Besides these laws de maritandis ordinibus, many of the clauses of which we presumably do not possess, we also have brief and vague notices regarding a sumptuary law, and a corrupt practices act which was invited by the heavy election expenditures that were made at the polls during his absence in the East. Finally, he attempted a complete reconstitution of the membership of the Senate. For this he adopted an elaborate scheme whereby the Senate was enabled to select the best men of the state with as little interference from him as possible. Each of thirty first chosen were to select five, p354 and out of this 150, thirty were to be chosen by lot, and this process was to continue till 600 had been chosen. To be sure this long drawn‑out process evoked such envy and ill feeling that he had finally to finish the job himself, but the Senate list was at any rate thoroughly revised and the inferior element excluded.
Peace seemed now to be established, the government was running in good order and the most essential reforms made. Augustus wished Rome to have an impressive celebration and to take time to consider her present greatness in the light of the past. By an intricate system of calculations he convinced the Senate that this was the proper time for hundred-year celebration of Rome's birth (certain saecula were for the purpose calculated at 110 years instead of 100). Splendid games were given, gifts distributed to the people, very solemn sacrifices performed by day and by night, and the poet Horace was asked to write a hymn to be sung by boys and girls. We have this song (the Carmen saeculare) among the Odes of Horace, and not many years ago there was found the great inscription on stone which gives a full description of the ceremony. The people participated with great rejoicing, thoroughly impressed and fully convinced that never before had a nation risen to such dignity through such heavy trials, and that the rule of Augustus had fully justified their faith in him.

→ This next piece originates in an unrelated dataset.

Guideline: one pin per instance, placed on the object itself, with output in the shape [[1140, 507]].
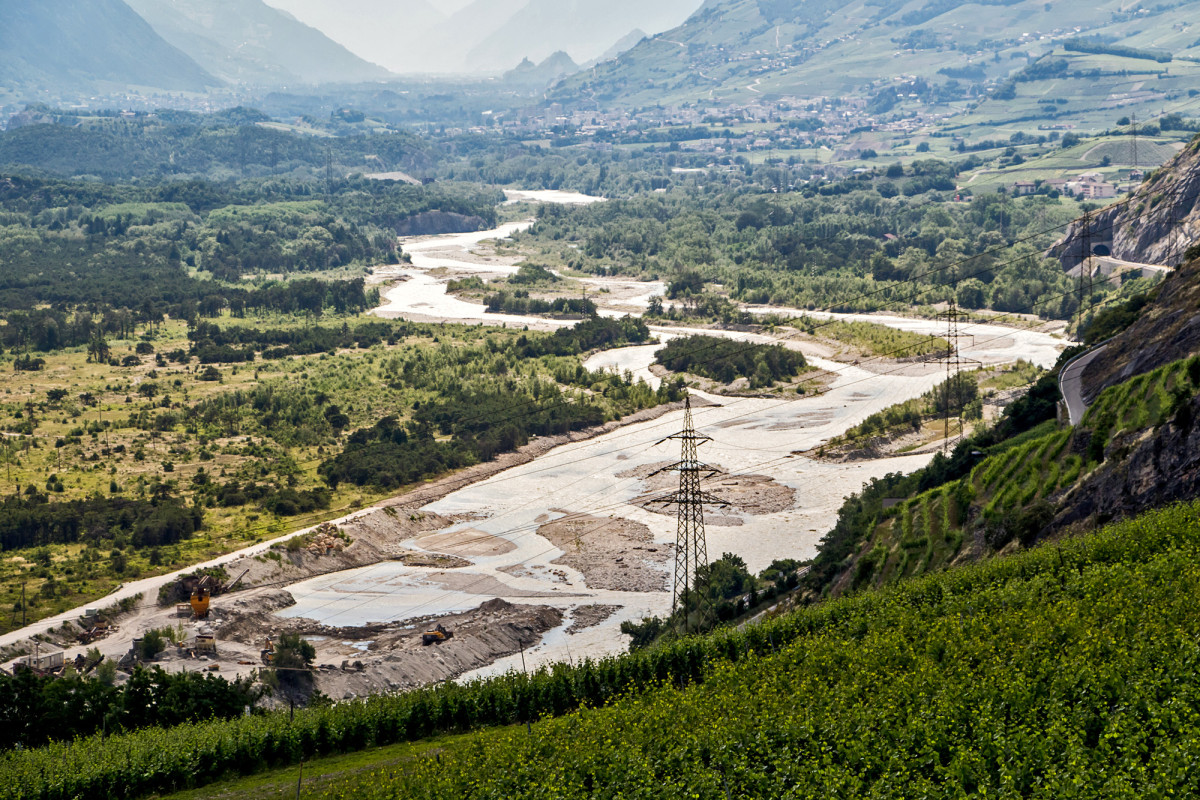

1 His name after adoption should have been C. Julius Caesar Octavianus, but the latter cognomen he never employed. Yet since contemporaries frequently spoke of him as Octavian and historians have since continued to do so in order to avoid ambiguity, we may be permitted to employ that name. After the year 27 contemporaries generally called him Augustus.
2 It has recently been shown that the severe criticism usually directed against his financial transactions was by no means deserved.